El Lago Maracaibo es ahora
un inmenso campo de batalla. La insurrección indígena añú y barí campea por
toda la región. El planteamiento del cacique Nigale tomó asidero y prosperó.
Los intereses comerciales de los invasores comenzaron a pasarla tan mal que
pedían a gritos refuerzos militares y mano dura contra los incómodos rebeldes
que les truncaban sus operaciones. Al capitán Andrés de Velasco, designado por
Gonzalo de Piña como Teniente de Gobernador en Nueva Zamora, que lidió por
varios años con la resistencia añú, lo acusaron de ser tibio en su acción
armada y le reprochaban que bajo su gestión se habían incrementado los
alzamientos indígenas en la zona.
A comienzos de 1606 llega
el nuevo gobernador Sancho de Alquiza. El siete de febrero se impone del cargo
ante el cabildo neozamorano. Se queda en la ciudad lacustre hasta el mes de
julio cuando sale a Caracas, que ya se perfilaba como la sede permanente del
poder español en Venezuela. Esos cinco meses los indígenas anduvieron
cautelosos por la gran cantidad de hombres de armas que acompañaban al recién
llegado jefe español. Los indígenas espías que simulaban ser siervos de los
extranjeros en sus casas y empresas, informaban de las quejas expuestas por los
de Nueva Zamora a su autoridad y las insistentes peticiones de que acabaran de
una buena vez con los indios alzados que les hacían imposible vivir en aquellas
regiones, tan prometedoras para las rentas reales por su magnífica ubicación con
salida al mar.
Ido Alquiza a Caracas,
Nigale propone a los de Parahute y Misoa y a los Barí, arreciar la guerra y
deciden realizar un ataque masivo.

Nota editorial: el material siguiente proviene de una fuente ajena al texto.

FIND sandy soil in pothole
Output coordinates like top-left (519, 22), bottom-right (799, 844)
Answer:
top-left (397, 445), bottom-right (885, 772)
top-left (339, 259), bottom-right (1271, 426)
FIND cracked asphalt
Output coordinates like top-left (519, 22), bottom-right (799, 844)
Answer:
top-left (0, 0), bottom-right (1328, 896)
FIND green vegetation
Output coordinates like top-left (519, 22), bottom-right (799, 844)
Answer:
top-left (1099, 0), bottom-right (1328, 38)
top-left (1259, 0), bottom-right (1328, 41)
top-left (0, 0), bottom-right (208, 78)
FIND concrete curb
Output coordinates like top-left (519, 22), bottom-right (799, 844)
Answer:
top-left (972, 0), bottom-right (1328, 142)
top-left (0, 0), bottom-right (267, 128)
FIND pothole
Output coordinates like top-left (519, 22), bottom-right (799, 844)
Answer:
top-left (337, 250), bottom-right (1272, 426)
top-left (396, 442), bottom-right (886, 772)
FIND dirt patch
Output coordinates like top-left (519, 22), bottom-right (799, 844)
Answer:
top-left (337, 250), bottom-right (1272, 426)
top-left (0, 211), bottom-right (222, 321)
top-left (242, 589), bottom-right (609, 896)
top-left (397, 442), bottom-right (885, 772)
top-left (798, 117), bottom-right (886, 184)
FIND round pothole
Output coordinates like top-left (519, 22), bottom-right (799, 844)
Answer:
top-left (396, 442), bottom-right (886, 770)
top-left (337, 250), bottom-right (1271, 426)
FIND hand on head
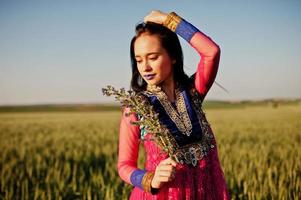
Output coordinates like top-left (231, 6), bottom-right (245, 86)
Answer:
top-left (144, 10), bottom-right (167, 24)
top-left (151, 157), bottom-right (177, 188)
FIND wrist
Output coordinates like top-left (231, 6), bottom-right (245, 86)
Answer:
top-left (163, 12), bottom-right (182, 32)
top-left (142, 172), bottom-right (155, 193)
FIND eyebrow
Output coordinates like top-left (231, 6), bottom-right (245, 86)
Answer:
top-left (135, 52), bottom-right (160, 58)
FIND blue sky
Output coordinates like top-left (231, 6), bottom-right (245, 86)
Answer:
top-left (0, 0), bottom-right (301, 105)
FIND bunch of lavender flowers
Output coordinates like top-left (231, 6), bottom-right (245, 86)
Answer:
top-left (102, 85), bottom-right (175, 157)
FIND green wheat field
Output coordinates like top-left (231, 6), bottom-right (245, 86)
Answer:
top-left (0, 101), bottom-right (301, 199)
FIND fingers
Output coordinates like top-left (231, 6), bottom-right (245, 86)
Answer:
top-left (160, 157), bottom-right (177, 167)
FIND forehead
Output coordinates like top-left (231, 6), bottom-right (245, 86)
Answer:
top-left (134, 34), bottom-right (163, 56)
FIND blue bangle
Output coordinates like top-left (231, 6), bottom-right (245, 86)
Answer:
top-left (130, 169), bottom-right (146, 190)
top-left (176, 19), bottom-right (199, 42)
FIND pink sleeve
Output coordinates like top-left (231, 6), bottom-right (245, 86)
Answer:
top-left (117, 108), bottom-right (140, 184)
top-left (190, 31), bottom-right (220, 100)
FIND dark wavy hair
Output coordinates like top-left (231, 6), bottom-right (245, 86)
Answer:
top-left (130, 22), bottom-right (190, 92)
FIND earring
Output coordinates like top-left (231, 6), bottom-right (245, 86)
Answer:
top-left (137, 74), bottom-right (143, 87)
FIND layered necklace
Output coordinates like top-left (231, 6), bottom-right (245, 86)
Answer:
top-left (147, 85), bottom-right (192, 136)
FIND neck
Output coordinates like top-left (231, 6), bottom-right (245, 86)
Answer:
top-left (161, 76), bottom-right (176, 102)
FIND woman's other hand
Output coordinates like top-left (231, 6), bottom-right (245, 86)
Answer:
top-left (144, 10), bottom-right (167, 24)
top-left (151, 157), bottom-right (177, 188)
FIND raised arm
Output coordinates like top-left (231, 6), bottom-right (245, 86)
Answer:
top-left (145, 11), bottom-right (220, 100)
top-left (117, 108), bottom-right (157, 193)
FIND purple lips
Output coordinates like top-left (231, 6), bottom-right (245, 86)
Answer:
top-left (144, 74), bottom-right (156, 80)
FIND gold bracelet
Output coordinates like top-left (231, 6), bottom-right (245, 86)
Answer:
top-left (163, 12), bottom-right (182, 32)
top-left (142, 172), bottom-right (155, 193)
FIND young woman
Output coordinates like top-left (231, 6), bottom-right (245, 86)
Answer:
top-left (118, 11), bottom-right (230, 200)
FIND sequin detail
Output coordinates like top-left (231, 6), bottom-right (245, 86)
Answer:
top-left (147, 86), bottom-right (192, 136)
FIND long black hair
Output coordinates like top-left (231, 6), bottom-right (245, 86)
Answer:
top-left (130, 22), bottom-right (190, 92)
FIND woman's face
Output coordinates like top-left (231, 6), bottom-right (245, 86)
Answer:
top-left (134, 33), bottom-right (174, 85)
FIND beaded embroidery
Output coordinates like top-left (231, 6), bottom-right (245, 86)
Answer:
top-left (147, 85), bottom-right (192, 136)
top-left (142, 85), bottom-right (215, 166)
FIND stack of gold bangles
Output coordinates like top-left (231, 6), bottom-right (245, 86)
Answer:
top-left (163, 12), bottom-right (182, 32)
top-left (142, 171), bottom-right (155, 193)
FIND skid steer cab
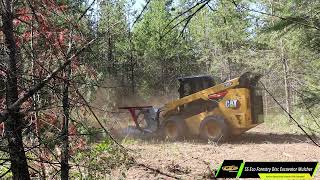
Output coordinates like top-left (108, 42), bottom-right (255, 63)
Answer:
top-left (119, 72), bottom-right (263, 141)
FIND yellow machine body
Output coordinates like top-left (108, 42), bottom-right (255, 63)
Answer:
top-left (161, 74), bottom-right (263, 135)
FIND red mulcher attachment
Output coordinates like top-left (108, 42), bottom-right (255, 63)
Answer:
top-left (118, 106), bottom-right (154, 132)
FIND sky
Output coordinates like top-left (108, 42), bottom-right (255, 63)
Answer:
top-left (133, 0), bottom-right (146, 11)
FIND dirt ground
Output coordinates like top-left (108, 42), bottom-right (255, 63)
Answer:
top-left (117, 124), bottom-right (320, 179)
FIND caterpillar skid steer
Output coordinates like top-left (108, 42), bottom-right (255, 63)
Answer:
top-left (120, 72), bottom-right (263, 141)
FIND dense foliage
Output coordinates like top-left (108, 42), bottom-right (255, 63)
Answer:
top-left (0, 0), bottom-right (320, 179)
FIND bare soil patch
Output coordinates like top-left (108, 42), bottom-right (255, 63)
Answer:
top-left (116, 125), bottom-right (320, 179)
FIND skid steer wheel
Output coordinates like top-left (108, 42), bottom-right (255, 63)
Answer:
top-left (200, 116), bottom-right (228, 142)
top-left (163, 116), bottom-right (187, 140)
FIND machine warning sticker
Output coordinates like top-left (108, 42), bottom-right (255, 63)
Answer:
top-left (226, 99), bottom-right (239, 108)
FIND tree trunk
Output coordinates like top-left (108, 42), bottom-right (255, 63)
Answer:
top-left (60, 65), bottom-right (71, 180)
top-left (280, 39), bottom-right (291, 121)
top-left (2, 0), bottom-right (30, 179)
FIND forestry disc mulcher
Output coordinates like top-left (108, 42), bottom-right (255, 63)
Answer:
top-left (119, 72), bottom-right (263, 141)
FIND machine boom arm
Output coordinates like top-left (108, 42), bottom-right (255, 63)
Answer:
top-left (163, 78), bottom-right (239, 112)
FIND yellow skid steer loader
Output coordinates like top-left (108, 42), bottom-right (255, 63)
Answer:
top-left (120, 72), bottom-right (263, 141)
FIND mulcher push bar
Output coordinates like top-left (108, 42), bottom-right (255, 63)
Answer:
top-left (215, 160), bottom-right (318, 179)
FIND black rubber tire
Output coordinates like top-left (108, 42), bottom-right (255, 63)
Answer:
top-left (199, 116), bottom-right (228, 142)
top-left (162, 116), bottom-right (188, 141)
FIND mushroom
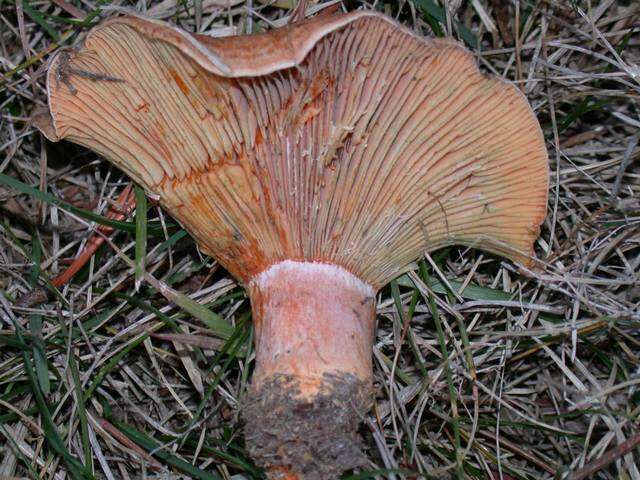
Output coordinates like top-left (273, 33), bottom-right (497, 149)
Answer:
top-left (37, 7), bottom-right (548, 479)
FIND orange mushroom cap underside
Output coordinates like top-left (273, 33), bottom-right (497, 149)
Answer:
top-left (41, 12), bottom-right (548, 287)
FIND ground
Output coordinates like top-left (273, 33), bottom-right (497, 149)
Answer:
top-left (0, 0), bottom-right (640, 479)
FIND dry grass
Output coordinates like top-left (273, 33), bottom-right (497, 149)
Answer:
top-left (0, 0), bottom-right (640, 479)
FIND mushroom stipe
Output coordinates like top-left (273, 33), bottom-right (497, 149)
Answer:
top-left (34, 11), bottom-right (549, 480)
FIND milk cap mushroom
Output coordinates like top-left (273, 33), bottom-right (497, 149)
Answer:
top-left (38, 11), bottom-right (548, 479)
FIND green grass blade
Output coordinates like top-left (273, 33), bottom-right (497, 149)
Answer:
top-left (29, 315), bottom-right (51, 395)
top-left (109, 419), bottom-right (221, 480)
top-left (0, 173), bottom-right (175, 236)
top-left (134, 185), bottom-right (147, 292)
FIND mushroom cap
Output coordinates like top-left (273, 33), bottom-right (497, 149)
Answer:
top-left (41, 11), bottom-right (549, 288)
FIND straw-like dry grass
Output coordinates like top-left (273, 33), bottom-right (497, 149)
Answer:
top-left (0, 0), bottom-right (640, 479)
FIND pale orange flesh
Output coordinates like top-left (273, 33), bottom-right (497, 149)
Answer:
top-left (41, 12), bottom-right (548, 288)
top-left (38, 12), bottom-right (549, 480)
top-left (249, 262), bottom-right (375, 397)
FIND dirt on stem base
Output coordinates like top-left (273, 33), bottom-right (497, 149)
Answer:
top-left (244, 373), bottom-right (372, 480)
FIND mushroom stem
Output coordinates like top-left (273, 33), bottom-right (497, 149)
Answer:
top-left (245, 261), bottom-right (375, 480)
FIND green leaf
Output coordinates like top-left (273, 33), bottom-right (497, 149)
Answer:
top-left (0, 173), bottom-right (175, 236)
top-left (415, 0), bottom-right (478, 49)
top-left (134, 185), bottom-right (147, 292)
top-left (29, 315), bottom-right (51, 395)
top-left (109, 419), bottom-right (221, 480)
top-left (22, 0), bottom-right (60, 42)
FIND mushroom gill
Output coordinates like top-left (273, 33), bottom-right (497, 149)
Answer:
top-left (39, 8), bottom-right (548, 479)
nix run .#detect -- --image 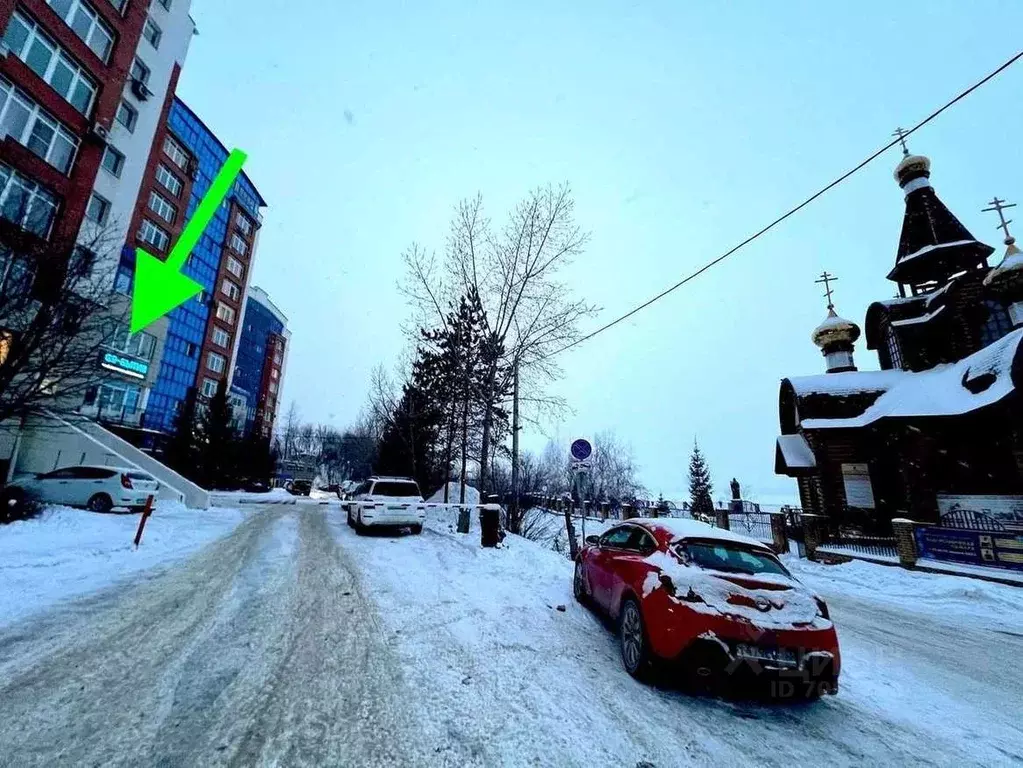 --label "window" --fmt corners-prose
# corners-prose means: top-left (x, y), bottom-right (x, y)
top-left (231, 232), bottom-right (249, 256)
top-left (217, 302), bottom-right (234, 325)
top-left (142, 18), bottom-right (164, 48)
top-left (3, 12), bottom-right (96, 115)
top-left (227, 256), bottom-right (244, 277)
top-left (85, 192), bottom-right (110, 226)
top-left (102, 144), bottom-right (125, 178)
top-left (220, 277), bottom-right (241, 302)
top-left (46, 0), bottom-right (114, 62)
top-left (157, 163), bottom-right (182, 197)
top-left (980, 300), bottom-right (1013, 347)
top-left (213, 325), bottom-right (231, 350)
top-left (206, 352), bottom-right (227, 373)
top-left (118, 99), bottom-right (138, 133)
top-left (234, 212), bottom-right (253, 234)
top-left (164, 136), bottom-right (188, 171)
top-left (149, 192), bottom-right (178, 224)
top-left (0, 80), bottom-right (78, 174)
top-left (131, 56), bottom-right (149, 85)
top-left (885, 325), bottom-right (902, 368)
top-left (0, 165), bottom-right (57, 237)
top-left (138, 219), bottom-right (171, 251)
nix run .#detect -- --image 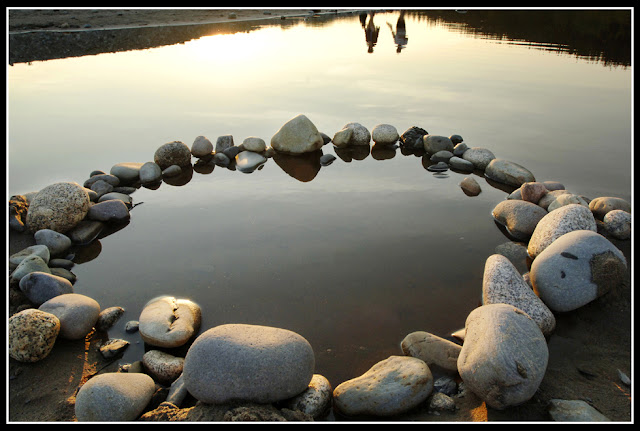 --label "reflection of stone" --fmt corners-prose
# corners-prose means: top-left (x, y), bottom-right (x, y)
top-left (273, 150), bottom-right (322, 182)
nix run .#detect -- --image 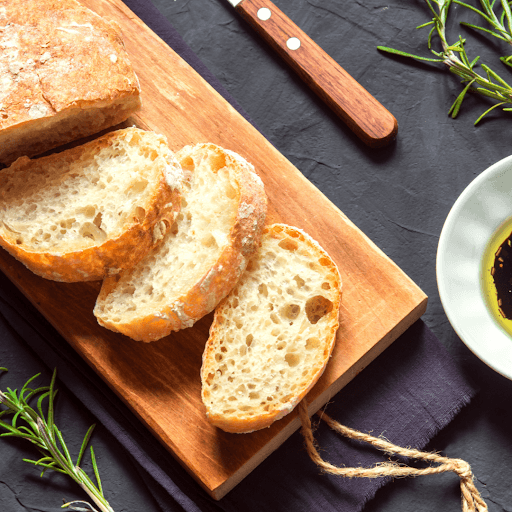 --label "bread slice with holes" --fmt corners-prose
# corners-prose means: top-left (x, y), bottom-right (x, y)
top-left (201, 224), bottom-right (341, 433)
top-left (0, 128), bottom-right (183, 282)
top-left (94, 144), bottom-right (267, 342)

Primero debían arreglar cuentas con los
traidores que ayudaron a los invasores desde un principio sirviéndoles de
intérpretes, remeros, guías, y abasteciéndoles de alimentos. En ciento
cincuenta canoas atacan y destruyen los pueblos palafíticos de Moporo y
Tomoporo, persiguiendo a sus pobladores hasta hacerlos extraviar en las selvas
y pantanos más distantes. Luego irrumpen de madrugada en el puerto de los
españoles llevándose sus embarcaciones, piraguas, bajeles y canoas que estaban
ancladas, aprovechando la oportunidad para tumbar los corrales de cabras,
robando algunas y sacrificando al resto. Frente a la ciudadela hispana pasaron
en sus canoas mostrándose aguerridos y dispuestos a retar sus energías.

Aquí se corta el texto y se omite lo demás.